Eliminating the Surprising Culprit Behind Stomach Concerns

High levels of stomach acid are blamed for nearly every midsection complaint. Yet, low stomach acid or hypochlorhydria is far more likely to be the problem. The stomach takes a hard hit with our modern-day lifestyles and when it sends a distress signal it is often quickly and profitably silenced. Relieving a symptom without addressing a cause often has dire consequences for the entire rest of the body over a matter of time. Proper stomach function is crucial because if this aspect is impaired, then everything below it is going to be compromised in a progressive and substantial manner. The stomach has become primary for evaluating gastrointestinal function.

Digestive Function

Proper digestion begins in the mouth in a relaxed mealtime setting with enzyme-rich salivary gland secretions and a reasonable amount of real food that is refinely chewed to increase surface area for digestion (the “Stomach 4R’s”). Swallowed food is then propelled through the esophagus to the LES (lower esophageal sphincter) valve which opens, allowing food into the stomach.
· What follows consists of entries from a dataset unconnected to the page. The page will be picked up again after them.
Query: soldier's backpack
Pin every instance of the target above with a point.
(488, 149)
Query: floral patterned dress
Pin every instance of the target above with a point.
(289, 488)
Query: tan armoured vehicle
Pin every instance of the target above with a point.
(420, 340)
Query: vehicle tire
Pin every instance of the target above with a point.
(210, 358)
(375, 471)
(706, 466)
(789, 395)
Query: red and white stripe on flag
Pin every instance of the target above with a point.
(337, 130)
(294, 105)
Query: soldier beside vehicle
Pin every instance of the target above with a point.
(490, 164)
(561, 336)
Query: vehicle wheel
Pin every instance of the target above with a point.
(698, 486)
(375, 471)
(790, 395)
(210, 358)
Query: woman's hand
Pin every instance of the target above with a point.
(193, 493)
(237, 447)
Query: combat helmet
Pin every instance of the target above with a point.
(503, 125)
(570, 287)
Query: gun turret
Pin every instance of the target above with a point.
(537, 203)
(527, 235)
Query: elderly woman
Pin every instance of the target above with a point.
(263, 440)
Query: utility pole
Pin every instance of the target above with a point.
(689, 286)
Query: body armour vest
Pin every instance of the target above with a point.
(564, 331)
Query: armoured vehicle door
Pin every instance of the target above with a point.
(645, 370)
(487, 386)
The stomach is extended as it fills with food and digestive juices begin to be released from specialized cells in the stomach’s lining. The gastric secretions, including hydrochloric acid (HCL) and the enzyme, pepsin, are released at exact times in a coordinated effort to create liquid “chyme.” This strongly acidic milieu reduces protein and cleaves nutrients like minerals and B12 from food in preparation for further digestion and absorption in the small intestine. In the stomach, the adequacy of HCL is critical for the destruction of potentially dangerous microorganisms from food and the environment.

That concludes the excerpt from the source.